Die Plattenbauweise wurde außer im gesamten Ostblock auch in Schweden, Finnland und dem Libanon verwendet.
Ausschnitt aus einer typischen DDR-Wandzeitung „Gute Arbeit lohnt sich“, die häufig in Schulen und Berufsschulen hingen. o.J., DDR.
Quelle: © DDR Museum
In der DDR wurde das Leben im Plattenbau als Fortschritt und Wohlstand (warmes Wasser aus der Wand und Fernheizung) gepriesen. Das änderte sich nach Maueröffnung und Wiedervereinigung schnell. Die großen Neubausiedlungen wurden – vorwiegend von westdeutschen Kritikern – als „abstrakt, trist und seelenlos“ betitelt. Und in der Tat lebten dort plötzlich viele Menschen, die durch die wirtschaftlichen Veränderungen ihre Arbeit verloren hatten.
Das Baufachgewerbe wurde durch die Überführung der Planwirtschaft in die Marktwirtschaft stark konjunkturabhängig. Im Zuge dessen gingen auch die Ausbildungszahlen von ca. 60.000 Azubis 2001 innerhalb von fünf Jahren auf ca. 41.000 zurück.
Die DDR arbeitete mit Hochdruck an ihrem ehrgeizigen Wohnungsbauprogramm. Im Plattenwerk des Volkseigenen Betriebs (VEB) Kombinat Wohnungsbau liefen vorgefertigte Elemente für den industriellen Wohnungsbau vom Band. Hier sieht man Fenster- und Türmontage in die vorgefertigten Elemente im Plattenwerk. Gera 1989, DDR.

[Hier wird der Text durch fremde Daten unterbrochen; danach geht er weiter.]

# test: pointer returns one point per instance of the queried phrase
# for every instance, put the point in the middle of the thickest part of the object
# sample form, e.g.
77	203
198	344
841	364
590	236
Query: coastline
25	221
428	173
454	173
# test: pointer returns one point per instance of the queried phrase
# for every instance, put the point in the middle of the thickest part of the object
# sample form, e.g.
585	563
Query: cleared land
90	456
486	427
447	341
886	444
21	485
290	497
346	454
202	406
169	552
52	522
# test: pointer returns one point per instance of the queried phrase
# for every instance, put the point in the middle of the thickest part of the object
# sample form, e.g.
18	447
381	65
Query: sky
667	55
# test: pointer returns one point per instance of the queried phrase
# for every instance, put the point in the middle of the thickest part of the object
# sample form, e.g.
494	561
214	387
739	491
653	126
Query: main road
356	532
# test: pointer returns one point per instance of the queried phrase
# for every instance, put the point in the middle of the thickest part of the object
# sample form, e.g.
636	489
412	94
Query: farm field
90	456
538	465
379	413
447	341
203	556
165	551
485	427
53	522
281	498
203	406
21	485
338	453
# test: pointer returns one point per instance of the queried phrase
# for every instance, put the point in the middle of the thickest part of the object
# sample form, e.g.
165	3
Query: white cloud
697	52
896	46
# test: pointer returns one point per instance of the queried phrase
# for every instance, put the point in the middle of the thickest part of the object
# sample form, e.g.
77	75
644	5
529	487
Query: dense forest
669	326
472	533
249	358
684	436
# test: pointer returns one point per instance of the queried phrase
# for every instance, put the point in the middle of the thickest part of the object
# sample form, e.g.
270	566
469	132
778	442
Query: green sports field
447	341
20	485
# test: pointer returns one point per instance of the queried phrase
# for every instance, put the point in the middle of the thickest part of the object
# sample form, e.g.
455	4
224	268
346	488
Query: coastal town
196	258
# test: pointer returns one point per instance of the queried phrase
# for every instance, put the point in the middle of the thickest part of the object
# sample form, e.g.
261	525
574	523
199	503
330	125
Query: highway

Quelle: © Bundesstiftung Aufarbeitung / Klaus Mehner
Datsche
In der DDR im Besitz einer Datsche zu sein, war so was wie ein Sechser im Lotto. Datsche leitet sich aus dem russischen „Datscha“ ab und war ein kleines Ferienhaus oder eine größere Laube in einem Kleingarten oder einem privaten Waldgrundstück. Für die DDR-Bevölkerung war es mehr als das. Die Kleingärten waren private Nische und Versorgungsquelle und wurden, mangels Alternativen, für viele Menschen in der Freizeit zum Lebensmittelpunkt. Es wurde angebaut, was im Obst- und Gemüsehandel selten oder nie vorhanden war. Die Lebensmittel wurden zum Verzehr und Verkauf genutzt oder zum Tausch gegen bspw. Baustoffe angeboten, die als Mangelware galten. Die waren dann dem Nachbarn eben vom „LKW gefallen“. Ohne diese krummen Geschäfte wäre das Bauen einer Datsche meist gar nicht möglich gewesen.
Das geliebte Eigenheim in klein: die Datsche. Ein russisches Wort für ein kleines Gartenhäuschen, oft mit „entwendeten“ Baustoffen von Baustellen aus der ganzen Republik gebaut. Baumaterial war auf dem Schwarzmarkt der DDR sehr begehrt.
Quelle: © IMAGO / Serienlicht
Pfusch am Bau
Eine große Problematik bei der Geschwindigkeit, mit der die Wohnblöcke fertiggestellt wurden, war Pfusch am Bau. Die Bauqualität ließ nach, Abnahmen fanden hastig von nicht qualifiziertem Personal statt. Häuser waren fertig, doch die Zugänge und Straßen bestanden aus Hügeln voller Sand oder Schlamm.
So wiesen die Wohnblöcke oft große Mängel auf. Im Jahr 1989 wurden bei Neubauwohnungen des VEB Wohnungsbaukombinat Berlin beispielsweise nach einem Jahr bereits Schimmelbildung festgestellt. Auf 5800 von diesem Betrieb fertiggestellte Wohnungen entfielen 2700 Mängelanzeigen.
Die Häuser sind fertig, doch die Zugänge und Straßen nicht! Also findet der Einzug in die neue Wohnung mit dem Traktor statt. Wohnungsbau 1980er Jahre, DDR.